What is MCP, and why should you care?
The Model Context Protocol (MCP) is an open standard created by Anthropic that lets AI agents connect to external tools and data sources through a unified interface. Think of it as USB-C for AI: one protocol, any agent. Instead of building custom integrations for Claude, GPT, Gemini, and every other model, you build one MCP server and every compatible agent can use it.
MCP defines a simple contract. Your server exposes tools (functions the AI can call) and resources (data the AI can read). The agent discovers what's available, reads the descriptions, and decides when to use them. The transport layer is pluggable -- stdio for local tools, SSE or HTTP for remote ones.
The protocol is gaining traction fast. Claude Desktop, Cursor, Windsurf, and dozens of other clients already support it. If you have an API that AI agents should be able to use, wrapping it in MCP is one of the highest-leverage things you can do right now.
Why visa requirements are perfect for MCP
Here's a problem every travel-focused AI agent has: visa requirements. Ask an LLM whether a Brazilian passport holder needs a visa for Japan, and you'll get an answer -- but it might be wrong. Models rely on training data that's months or years old, and visa policies change constantly. Thailand just launched a new 60-day visa exemption. Turkey updated its e-visa rules. The model doesn't know.
Visa data is structured, query-driven, and time-sensitive. It's exactly the kind of information that should come from a live API, not from parametric memory. An MCP server bridges that gap: the agent recognizes a visa question, calls the tool, and gets current data from a real database.

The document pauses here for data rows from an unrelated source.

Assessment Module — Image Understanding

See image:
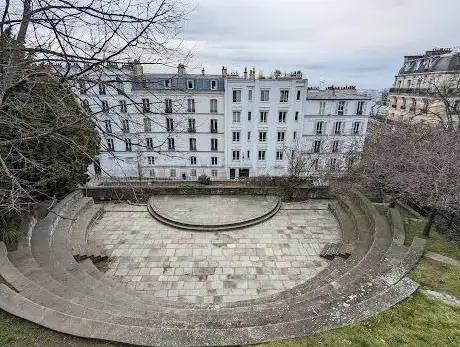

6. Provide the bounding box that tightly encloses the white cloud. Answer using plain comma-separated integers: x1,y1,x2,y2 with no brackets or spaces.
174,0,460,88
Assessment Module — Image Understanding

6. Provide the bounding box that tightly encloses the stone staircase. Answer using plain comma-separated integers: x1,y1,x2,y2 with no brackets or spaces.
0,192,424,346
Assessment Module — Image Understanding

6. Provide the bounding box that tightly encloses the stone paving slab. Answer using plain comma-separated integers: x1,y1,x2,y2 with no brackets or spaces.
88,200,340,304
149,195,278,226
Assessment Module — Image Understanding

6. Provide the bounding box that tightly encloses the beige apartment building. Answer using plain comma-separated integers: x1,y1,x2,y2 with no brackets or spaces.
388,48,460,125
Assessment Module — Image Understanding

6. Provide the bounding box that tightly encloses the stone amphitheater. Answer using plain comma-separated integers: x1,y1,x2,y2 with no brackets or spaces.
0,191,424,346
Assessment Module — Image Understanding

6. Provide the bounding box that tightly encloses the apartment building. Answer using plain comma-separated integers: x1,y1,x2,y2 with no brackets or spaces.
302,86,371,174
80,63,226,179
388,48,460,122
80,62,370,179
224,69,307,179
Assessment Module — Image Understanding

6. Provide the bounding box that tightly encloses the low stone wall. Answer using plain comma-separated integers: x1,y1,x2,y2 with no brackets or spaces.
81,185,330,202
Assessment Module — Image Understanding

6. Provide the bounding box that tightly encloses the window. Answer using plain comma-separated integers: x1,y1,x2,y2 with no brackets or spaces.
211,119,217,133
107,139,115,151
280,90,289,102
125,139,133,152
99,83,105,95
166,118,174,131
356,101,364,115
187,99,195,112
104,119,112,134
144,117,152,133
318,101,326,116
102,100,109,113
260,89,270,102
188,137,196,151
260,111,268,123
278,111,287,123
211,139,217,152
120,100,128,113
353,122,361,135
209,99,217,113
329,158,337,171
115,77,123,94
232,89,241,102
142,99,150,112
313,140,321,153
259,131,267,142
337,100,345,116
316,122,324,135
332,140,339,153
121,119,129,133
278,131,286,142
145,137,153,151
259,151,266,160
188,118,196,133
334,122,343,135
168,138,176,151
165,99,172,113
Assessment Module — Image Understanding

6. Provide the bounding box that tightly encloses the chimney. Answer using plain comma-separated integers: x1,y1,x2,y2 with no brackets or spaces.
177,64,185,76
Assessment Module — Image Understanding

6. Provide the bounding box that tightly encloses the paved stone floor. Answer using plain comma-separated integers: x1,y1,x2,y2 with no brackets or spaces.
151,195,278,225
89,200,339,304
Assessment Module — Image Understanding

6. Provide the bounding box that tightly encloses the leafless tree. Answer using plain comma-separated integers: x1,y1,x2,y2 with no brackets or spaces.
0,0,189,218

That's what we built with the Orizn Visa MCP Server -- a TypeScript MCP server backed by an API covering 39,585 passport-destination pairs in 15 languages.
Architecture overview
The stack is deliberately minimal:
- Runtime: Node.js 18+
- Language: TypeScript
-
MCP SDK:
@modelcontextprotocol/sdk(v1.12+) - Transport: stdio (runs locally alongside the AI client)
-
Backend: Orizn Visa API at
https://visa.orizn.app/api/v1/visa
The server exposes 5 tools and 2 resources:
| Tools | Description |
|---|---|
check_visa_requirement |
Full visa details for a passport-destination pair |
quick_visa_check |
Fast yes/no check (free, no API key) |
get_all_destinations |
All destinations for one passport at once |
get_visa_changes |
Recent visa policy updates |
get_coverage_stats |
Database coverage statistics |
| Resources | Description |
|---|---|
visa://supported-languages |
The 15 supported language codes |
visa://country-codes |
All 199 ISO3 country codes the API accepts |
Code walkthrough
Server initialization
MCP servers start with a Server instance and a transport. We use StdioServerTransport, which communicates over stdin/stdout -- the standard for local MCP servers:
import { Server } from "@modelcontextprotocol/sdk/server/index.js";
import { StdioServerTransport } from "@modelcontextprotocol/sdk/server/stdio.js";
const server = new Server(
{ name: "orizn-visa", version: "1.0.0" },
{ capabilities: { tools: {}, resources: {} } }
);
const transport = new StdioServerTransport();
await server.connect(transport);
You register capabilities upfront -- tools and resources -- so the client knows what to expect.
Defining tools
Tools are defined with a name, description, and JSON Schema for inputs. Here's the core visa check tool:
{
name: "check_visa_requirement",
description:
"Check visa requirements between any two countries. Returns visa type " +
"(visa-free, e-visa, visa required, etc.), allowed stay duration, " +
"required documents, step-by-step application process, and travel tips. " +
"Covers 39,585 passport-destination pairs in 15 languages. " +
"Use this tool when the user asks about visa rules, entry requirements, " +
"or whether they need a visa to visit a country.",
inputSchema: {
type: "object",
properties: {
passport: {
type: "string",
description: "ISO 3166-1 alpha-3 code of the passport (e.g. 'FRA').",
},
destination: {
type: "string",
description: "ISO 3166-1 alpha-3 code of the destination (e.g. 'JPN').",
},
lang: {
type: "string",
description: "Language code for the response. Defaults to 'en'.",
},
},
required: ["passport", "destination"],
},
}
The tool handler validates inputs and calls the API:
server.setRequestHandler(CallToolRequestSchema, async (request) => {
const { name, arguments: args = {} } = request.params;
switch (name) {
case "check_visa_requirement": {
const passport = validateISO3(args.passport, "passport");
const destination = validateISO3(args.destination, "destination");
const lang = validateLang(args.lang);
const result = await apiFetch("", { passport, destination, lang }, apiKey, true);
return {
content: [{ type: "text", text: JSON.stringify(result, null, 2) }],
};
}
// ... other tools
}
});
Resources
Resources let the agent look up reference data without burning an API call. We expose two static resources -- supported languages and valid country codes:
server.setRequestHandler(ReadResourceRequestSchema, async (request) => {
switch (request.params.uri) {
case "visa://supported-languages":
return {
contents: [{
uri: request.params.uri,
mimeType: "application/json",
text: JSON.stringify(SUPPORTED_LANGUAGES_RESOURCE, null, 2),
}],
};
case "visa://country-codes":
return {
contents: [{
uri: request.params.uri,
mimeType: "application/json",
text: JSON.stringify(COUNTRY_CODES_RESOURCE, null, 2),
}],
};
}
});
This way, when the agent isn't sure of a country code, it can check the resource first instead of guessing.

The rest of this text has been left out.